I discovered something a little different in a document tabled on May 5, 2016, in budget estimates by the Minister for Indigenous Affairs Nigel Scullion just before Parliament was prorogued for the long election campaign: “More than 39,000 Aboriginal and Torres Strait Islander people have started a job through programmes just in my portfolio alone.”

There is quite a difference between starting a job through a program and creating a job by supporting indigenous entrepreneurship. Scullion and Turnbull are talking about very different pathways.

What were these 39,000 jobs that have been started?

In the Prime Minister’s Closing the Gap Report of 2016 the following was stated:

“Between 1 September 2013 and 31 December 2015, Government employment programmes … have facilitated more than 36,000 jobs for Indigenous Australians.”

This was subsequently translated by Scullion: “Since I became minister we have provided 50 jobs to Aboriginal and Torres Strait Islander People every single day. Every single day.”

What was the source of the jobs provided to Aboriginal and Torres Strait Islander people, updated presumably from February’s 36,000 to the present 39,000?

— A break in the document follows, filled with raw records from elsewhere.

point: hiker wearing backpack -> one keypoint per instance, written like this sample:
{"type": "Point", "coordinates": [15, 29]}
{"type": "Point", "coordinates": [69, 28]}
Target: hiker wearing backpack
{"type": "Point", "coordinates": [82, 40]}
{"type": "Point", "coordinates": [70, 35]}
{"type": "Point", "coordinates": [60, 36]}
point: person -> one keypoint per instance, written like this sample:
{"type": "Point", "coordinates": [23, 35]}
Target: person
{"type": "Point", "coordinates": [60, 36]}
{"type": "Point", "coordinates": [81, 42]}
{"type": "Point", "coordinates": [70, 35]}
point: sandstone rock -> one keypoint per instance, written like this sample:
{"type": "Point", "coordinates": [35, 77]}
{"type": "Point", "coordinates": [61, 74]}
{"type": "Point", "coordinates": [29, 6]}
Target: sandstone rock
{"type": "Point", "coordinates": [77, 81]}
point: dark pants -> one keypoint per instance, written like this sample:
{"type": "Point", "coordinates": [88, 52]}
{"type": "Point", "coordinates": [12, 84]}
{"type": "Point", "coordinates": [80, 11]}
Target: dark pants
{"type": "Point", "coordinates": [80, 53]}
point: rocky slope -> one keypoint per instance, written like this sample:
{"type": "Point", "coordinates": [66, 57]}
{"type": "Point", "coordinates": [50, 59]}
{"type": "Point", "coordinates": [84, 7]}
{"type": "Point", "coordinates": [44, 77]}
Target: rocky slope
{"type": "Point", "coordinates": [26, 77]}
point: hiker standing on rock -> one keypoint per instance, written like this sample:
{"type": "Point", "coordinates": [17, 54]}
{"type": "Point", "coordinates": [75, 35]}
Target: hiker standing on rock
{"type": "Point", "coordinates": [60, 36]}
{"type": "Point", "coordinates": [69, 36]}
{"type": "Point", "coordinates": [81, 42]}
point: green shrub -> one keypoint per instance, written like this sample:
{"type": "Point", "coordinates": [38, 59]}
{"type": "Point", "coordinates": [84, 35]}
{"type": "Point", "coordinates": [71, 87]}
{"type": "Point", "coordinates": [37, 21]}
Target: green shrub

The original figure of 36,000 was obtained by adding together administrative data for a number of employment programs. The office of the Minister for Indigenous Affairs has broken these down as follows:

  • 12,647 positions in the Remote Jobs and Communities Program (now called Community Development Program) that operates in 60 remote regions;
  • 10,699 in tailored assistance when employers apply for government funding to connect Indigenous job seekers with sustainable employment;
  • 5430 in a now defunct Indigenous Wage Subsidy program;
  • 3639 through the Andrew Forrest inspired network of Vocational Training and Education Centres;
  • 2718 through the Indigenous Youth Career Pathways program that provides school based traineeships;
  • 547 through the Indigenous Cadetship Support program that links full-time undergraduate students with employers who give them work placements and employment once they finish their studies; and
  • 327 through the Employment Parity Initiative that targets companies with a strong track record in indigenous employment and can commit to a minimum of about 400 jobs for Indigenous Australians.

I want to raise three concerns with these rubbery figures.

First, it is not possible to say how many individuals were placed in these 36,000 positions; one individual might have been placed in several, a likely scenario given that the period in question is nearly three years. Shifting between 36,000 jobs and 36,000 people placed in jobs is highly misleading.

Second, what constitutes a sustainable job? The best that the government does is report 26-week outcomes — of which there were 16,648, not 36,000 — and even 26-week outcomes are not necessarily sustained employment.

Third, what has entrepreneurship got to do with the purported 39,000 placements through government programs?

In December 2015, the Productivity Commission, in its assessment of the performance of the National Indigenous Reform Agreement, reported that employment gaps between indigenous and other Australians have increased rather than narrowed, and it warned that the negative impacts of demand influences could mean closing the employment gap is unachievable.

The Closing the Gap: Prime Minister’s Report 2016 in February this year stated that the target to halve the gap in employment outcomes between indigenous and non-indigenous Australians within a decade (by 2018) is not on track.

By May 29, standing on the contested land of the Ngunnawal people, the Prime Minister of Australia reports 39,000 more jobs have been created through Abbott/Turnbull government initiatives that have supported indigenous entrepreneurship.

Telling such porkies at the start of National Reconciliation Week is neither respectful to the reconciliation process nor helpful in addressing the enormous challenges that indigenous Australians face in finding sustainable employment.

I am not even sure that such blatant deception will prove a vote-winner.